Thoughts and Questions This Printer Posed to Us

This printer, whom I knew and trusted, included the following items in her list of questions (her items, mine, and my client’s):

  1. Editing/proofreading
  2. Design (cover and text)
  3. Printing
  4. Storage
  5. Fulfillment
  6. Marketing

These are discrete steps along the way. Either the client can do them or the on-demand printer can do them. All of this must be negotiated. Moreover, what the on-demand printer charges (and how much of the cover sale price goes back to the client) is affected by which of these processes are done and by whom.

The printer I spoke with also said that, for on-demand printing, the books could be paperback or hard cover with a printed cover or dust jacket and with very limited text paper options. This is why this printer liked the two-tier approach (one 300- or 500-copy premium press run and then the lower-production-value print-on-demand run).

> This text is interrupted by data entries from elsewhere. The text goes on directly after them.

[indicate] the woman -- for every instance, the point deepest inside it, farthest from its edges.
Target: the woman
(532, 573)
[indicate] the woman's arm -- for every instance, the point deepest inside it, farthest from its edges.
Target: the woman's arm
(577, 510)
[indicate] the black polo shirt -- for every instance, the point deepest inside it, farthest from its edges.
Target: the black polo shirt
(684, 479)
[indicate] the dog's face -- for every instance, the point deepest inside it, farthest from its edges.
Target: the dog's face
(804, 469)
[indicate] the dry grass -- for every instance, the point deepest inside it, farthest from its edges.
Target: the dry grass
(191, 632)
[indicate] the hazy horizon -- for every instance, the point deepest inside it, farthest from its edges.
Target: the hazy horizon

Based on my client’s further questions, this particular printer addressed such issues as marketing/advertising/promotion, minimum orders, percentage of sales returned to the author (and on what schedule), and extent of reach the on-demand printer can offer (such as global reach, access to so many retail outlets, and so forth).

A Very Specialized Niche

So this is a very specialized niche, albeit a growing one. I found a number of such companies listed online, included IngramSpark (which apparently is related to LightningSource), Zazzle, and Amazon’s CreateSpace. I know very little about any of these, but I would encourage you—if you are thinking of producing an online, on-demand print book, to research all of them.

Also, and most importantly, ask for printed samples. Make sure you will like the final printed product. Look at the photos. Are they crisp, clear, with good detail in the highlights and shadows? Also check the evenness of solid areas of color printing. (If your book is primarily black text on a page rather than 4-color process, you should be fine. However, if your job is more complex and printed in color on coated paper, it is especially important to see samples produced on the same paper that will be used for your book.)

Discuss with the on-demand printer what parts of the process you will handle and what parts of the process the book printer will handle. How will this affect the percentage of the list price that you get to keep?

And above all else, make sure you retain the rights to the book. If you decide to print elsewhere (a future press run, perhaps), do you have the final say and ultimate control? Or have you compromised your publishing rights in any way?

This list of options, processes, and questions is only a starting point. Research on-demand printing yourself online, and try to find other publishers who have self published through online, on-demand printers. They may have suggestions you will find valuable.